ONNX model calibration#

quark.onnx.calibration.interface.run_calibration(model_input: str | Path | ModelProto, data_reader: CalibrationDataReader, op_types_to_calibrate: Sequence[str] | None = None, activation_type: QuantType = QuantType.QInt8, calibrate_method: CalibrationMethod | LayerWiseMethod | PowerOfTwoMethod = CalibrationMethod.MinMax, use_external_data_format: bool = False, execution_providers: list[str] | None = ['CPUExecutionProvider'], quantized_tensor_type: dict[Any, Any] = {}, extra_options: dict[str, Any] = {}) TensorsData[source]#

This is an interface function used for calibration.

Parameters:
  • model_input (Union[str, Path, onnx.ModelProto]) – ONNX model to calibrate.

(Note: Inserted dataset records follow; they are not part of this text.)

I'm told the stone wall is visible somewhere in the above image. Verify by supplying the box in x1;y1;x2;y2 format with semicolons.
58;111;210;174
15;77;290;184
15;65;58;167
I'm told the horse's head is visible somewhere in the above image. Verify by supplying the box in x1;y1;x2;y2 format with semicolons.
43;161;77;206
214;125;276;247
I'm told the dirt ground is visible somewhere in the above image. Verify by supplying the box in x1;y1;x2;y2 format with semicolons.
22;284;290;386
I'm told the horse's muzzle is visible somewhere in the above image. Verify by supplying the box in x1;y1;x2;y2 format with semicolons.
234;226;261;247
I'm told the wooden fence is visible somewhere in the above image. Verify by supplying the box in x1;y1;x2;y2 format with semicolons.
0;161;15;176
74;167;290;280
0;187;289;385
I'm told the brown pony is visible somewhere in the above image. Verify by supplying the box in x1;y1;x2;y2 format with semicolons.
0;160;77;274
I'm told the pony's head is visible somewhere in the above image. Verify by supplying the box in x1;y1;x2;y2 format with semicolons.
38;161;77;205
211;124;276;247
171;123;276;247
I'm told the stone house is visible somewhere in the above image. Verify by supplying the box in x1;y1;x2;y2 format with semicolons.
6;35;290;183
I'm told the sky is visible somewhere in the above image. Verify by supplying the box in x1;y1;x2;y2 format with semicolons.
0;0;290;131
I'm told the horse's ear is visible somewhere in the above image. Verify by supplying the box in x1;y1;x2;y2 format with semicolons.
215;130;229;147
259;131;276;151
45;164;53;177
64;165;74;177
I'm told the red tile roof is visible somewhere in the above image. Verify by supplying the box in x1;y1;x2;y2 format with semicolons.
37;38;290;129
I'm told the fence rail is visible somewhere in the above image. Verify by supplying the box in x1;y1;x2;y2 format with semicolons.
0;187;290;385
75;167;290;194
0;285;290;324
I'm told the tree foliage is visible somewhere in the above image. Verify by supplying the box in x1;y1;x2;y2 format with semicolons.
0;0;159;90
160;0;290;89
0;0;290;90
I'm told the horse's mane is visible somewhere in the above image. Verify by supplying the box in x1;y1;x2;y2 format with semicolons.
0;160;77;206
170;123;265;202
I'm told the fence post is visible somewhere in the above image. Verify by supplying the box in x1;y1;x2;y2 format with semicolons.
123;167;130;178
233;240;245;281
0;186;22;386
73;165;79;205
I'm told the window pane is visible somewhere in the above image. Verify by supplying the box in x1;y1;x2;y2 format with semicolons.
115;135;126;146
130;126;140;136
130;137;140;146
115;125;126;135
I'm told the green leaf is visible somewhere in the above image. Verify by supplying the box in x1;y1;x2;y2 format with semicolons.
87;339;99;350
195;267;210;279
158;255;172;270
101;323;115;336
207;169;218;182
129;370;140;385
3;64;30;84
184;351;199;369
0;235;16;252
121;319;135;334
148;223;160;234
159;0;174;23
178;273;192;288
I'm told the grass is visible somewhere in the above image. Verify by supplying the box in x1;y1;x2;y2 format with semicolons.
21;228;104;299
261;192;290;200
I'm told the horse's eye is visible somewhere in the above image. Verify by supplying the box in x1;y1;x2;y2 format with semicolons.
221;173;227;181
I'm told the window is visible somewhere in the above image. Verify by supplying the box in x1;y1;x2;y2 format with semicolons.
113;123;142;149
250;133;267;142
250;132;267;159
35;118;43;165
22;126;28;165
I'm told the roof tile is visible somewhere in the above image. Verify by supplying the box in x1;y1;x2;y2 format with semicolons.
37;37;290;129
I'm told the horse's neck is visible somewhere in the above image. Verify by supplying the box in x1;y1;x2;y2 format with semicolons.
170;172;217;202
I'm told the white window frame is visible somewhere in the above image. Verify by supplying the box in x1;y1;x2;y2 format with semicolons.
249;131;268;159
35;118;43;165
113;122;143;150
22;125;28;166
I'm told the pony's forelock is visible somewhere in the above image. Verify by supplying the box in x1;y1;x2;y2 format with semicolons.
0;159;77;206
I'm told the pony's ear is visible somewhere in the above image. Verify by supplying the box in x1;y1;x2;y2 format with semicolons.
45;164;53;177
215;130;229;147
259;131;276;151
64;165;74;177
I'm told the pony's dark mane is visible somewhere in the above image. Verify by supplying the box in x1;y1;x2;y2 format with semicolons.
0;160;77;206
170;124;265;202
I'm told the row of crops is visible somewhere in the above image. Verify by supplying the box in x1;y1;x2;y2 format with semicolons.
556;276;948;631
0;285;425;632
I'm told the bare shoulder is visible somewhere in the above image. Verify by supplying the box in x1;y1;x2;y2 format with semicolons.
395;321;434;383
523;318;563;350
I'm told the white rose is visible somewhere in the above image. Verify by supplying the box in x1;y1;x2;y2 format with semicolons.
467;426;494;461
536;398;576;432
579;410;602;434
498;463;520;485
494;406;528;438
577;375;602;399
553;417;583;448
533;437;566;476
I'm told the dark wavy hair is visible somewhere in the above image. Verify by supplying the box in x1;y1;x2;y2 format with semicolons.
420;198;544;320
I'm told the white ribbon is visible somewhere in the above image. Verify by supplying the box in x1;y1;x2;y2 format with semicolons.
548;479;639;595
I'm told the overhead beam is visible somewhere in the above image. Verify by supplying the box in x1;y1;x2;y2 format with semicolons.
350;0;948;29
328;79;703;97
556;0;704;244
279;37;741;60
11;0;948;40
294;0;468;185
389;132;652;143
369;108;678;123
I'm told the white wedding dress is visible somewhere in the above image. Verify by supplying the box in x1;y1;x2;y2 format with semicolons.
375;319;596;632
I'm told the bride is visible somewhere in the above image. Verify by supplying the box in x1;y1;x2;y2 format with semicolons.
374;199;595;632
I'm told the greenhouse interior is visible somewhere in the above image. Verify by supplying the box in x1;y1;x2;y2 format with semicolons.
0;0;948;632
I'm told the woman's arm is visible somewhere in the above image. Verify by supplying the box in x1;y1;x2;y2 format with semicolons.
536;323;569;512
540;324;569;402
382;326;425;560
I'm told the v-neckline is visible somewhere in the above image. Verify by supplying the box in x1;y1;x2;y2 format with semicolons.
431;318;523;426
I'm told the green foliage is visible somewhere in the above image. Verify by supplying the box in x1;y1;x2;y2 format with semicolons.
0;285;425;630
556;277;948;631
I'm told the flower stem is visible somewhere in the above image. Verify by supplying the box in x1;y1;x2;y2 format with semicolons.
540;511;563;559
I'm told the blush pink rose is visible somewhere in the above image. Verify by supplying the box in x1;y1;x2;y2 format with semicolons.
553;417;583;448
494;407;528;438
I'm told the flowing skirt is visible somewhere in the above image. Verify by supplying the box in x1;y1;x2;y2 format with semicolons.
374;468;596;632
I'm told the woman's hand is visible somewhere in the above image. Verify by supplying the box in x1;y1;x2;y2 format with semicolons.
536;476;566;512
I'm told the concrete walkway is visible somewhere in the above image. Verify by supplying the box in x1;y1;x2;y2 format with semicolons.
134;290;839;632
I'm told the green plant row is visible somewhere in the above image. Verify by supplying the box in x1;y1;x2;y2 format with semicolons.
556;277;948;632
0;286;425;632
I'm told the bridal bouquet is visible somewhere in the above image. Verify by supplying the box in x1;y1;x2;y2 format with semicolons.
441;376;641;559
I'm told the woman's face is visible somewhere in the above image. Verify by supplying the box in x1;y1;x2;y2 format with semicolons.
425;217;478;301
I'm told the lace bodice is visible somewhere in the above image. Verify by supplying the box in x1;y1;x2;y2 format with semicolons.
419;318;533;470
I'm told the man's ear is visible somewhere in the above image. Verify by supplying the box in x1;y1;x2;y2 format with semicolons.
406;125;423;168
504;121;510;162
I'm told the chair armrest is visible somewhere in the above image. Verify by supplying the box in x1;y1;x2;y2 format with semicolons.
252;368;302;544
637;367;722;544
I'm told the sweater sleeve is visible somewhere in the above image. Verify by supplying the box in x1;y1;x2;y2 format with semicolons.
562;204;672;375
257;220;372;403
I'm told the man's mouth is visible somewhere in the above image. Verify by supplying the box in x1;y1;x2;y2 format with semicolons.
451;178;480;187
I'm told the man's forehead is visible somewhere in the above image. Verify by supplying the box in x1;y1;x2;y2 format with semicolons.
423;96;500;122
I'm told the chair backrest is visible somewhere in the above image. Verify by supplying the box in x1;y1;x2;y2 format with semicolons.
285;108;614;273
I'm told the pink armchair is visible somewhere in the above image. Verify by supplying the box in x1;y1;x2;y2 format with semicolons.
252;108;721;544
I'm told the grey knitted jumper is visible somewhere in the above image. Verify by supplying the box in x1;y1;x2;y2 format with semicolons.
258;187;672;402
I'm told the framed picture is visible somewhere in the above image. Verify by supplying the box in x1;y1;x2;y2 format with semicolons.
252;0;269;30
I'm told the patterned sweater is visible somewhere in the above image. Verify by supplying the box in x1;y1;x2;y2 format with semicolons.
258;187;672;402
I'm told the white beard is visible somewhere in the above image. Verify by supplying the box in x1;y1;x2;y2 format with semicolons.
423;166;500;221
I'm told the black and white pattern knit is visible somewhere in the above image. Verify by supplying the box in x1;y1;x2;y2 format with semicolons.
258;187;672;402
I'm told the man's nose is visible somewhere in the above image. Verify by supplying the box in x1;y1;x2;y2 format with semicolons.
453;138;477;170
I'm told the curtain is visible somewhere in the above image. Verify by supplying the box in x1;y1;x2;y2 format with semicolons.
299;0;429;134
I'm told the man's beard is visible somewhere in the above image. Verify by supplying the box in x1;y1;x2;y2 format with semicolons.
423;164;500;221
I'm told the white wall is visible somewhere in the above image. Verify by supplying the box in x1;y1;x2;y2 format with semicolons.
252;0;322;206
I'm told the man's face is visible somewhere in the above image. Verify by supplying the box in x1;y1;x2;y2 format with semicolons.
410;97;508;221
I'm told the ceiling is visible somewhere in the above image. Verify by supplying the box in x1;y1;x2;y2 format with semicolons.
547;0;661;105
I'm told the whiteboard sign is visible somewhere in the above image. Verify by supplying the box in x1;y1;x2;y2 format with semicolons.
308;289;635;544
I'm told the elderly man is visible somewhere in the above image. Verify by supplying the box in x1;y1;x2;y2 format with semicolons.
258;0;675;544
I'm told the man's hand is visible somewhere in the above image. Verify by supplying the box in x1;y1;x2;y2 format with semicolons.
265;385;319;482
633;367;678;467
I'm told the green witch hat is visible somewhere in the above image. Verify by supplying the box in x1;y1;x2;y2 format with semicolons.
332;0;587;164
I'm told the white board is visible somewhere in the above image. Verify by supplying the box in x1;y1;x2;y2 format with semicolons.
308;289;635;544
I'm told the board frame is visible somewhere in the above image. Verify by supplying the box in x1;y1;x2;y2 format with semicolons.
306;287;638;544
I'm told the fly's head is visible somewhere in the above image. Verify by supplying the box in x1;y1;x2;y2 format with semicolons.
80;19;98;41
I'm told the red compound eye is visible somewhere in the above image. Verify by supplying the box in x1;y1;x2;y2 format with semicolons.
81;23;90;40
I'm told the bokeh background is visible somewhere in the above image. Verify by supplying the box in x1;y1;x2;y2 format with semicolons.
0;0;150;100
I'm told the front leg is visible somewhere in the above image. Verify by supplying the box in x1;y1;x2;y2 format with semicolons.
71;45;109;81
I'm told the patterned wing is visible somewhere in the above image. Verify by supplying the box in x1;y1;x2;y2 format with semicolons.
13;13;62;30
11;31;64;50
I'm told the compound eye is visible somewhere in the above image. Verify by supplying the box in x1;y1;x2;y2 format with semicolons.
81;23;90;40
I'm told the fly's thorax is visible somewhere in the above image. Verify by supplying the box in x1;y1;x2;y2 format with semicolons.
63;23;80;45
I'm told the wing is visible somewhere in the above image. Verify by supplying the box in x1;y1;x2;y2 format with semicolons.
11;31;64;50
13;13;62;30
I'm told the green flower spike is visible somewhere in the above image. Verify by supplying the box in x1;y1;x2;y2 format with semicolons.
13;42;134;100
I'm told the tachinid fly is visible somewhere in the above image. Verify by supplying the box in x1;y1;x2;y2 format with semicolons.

  • data_reader (CalibrationDataReader) – Data reader for model calibration.

  • op_types_to_calibrate (Optional[Sequence[str]]) – List of operator types to calibrate. Defaults to None, which indicates that all float32/float16 tensors are calibrated.

  • activation_type (QuantType) – The quantization type of activation. Default is QuantType.QInt8.

  • calibrate_method (Union[CalibrationMethod, LayerWiseMethod, PowerOfTwoMethod]) – Calibration method to use (MinMax, Entropy, Percentile, Distribution, NonOverflow or MinMSE).

  • use_external_data_format (bool) – Whether to use external data format for large models.

  • execution_providers (Union[List[str], None]) – List of execution providers for ONNX Runtime.

  • extra_options (Dict[str, Any]) – Extra options for quantization, which contains additional options for calibrator configuration.

Returns:

Data range for each quantizing tensor.

quark.onnx.calibration.interface.fake_calibration(model_input: str | Path | ModelProto) TensorsData[source]#

A calibration function that produces fake tensor range of [0,1], intended for scenarios that don’t need actual calibration, such as block FP quantization, to accelerate the entire process.

Parameters:

model_input (Union[str, Path, onnx.ModelProto]) – ONNX model to calibrate.

Returns:

Data range for each quantizing tensor.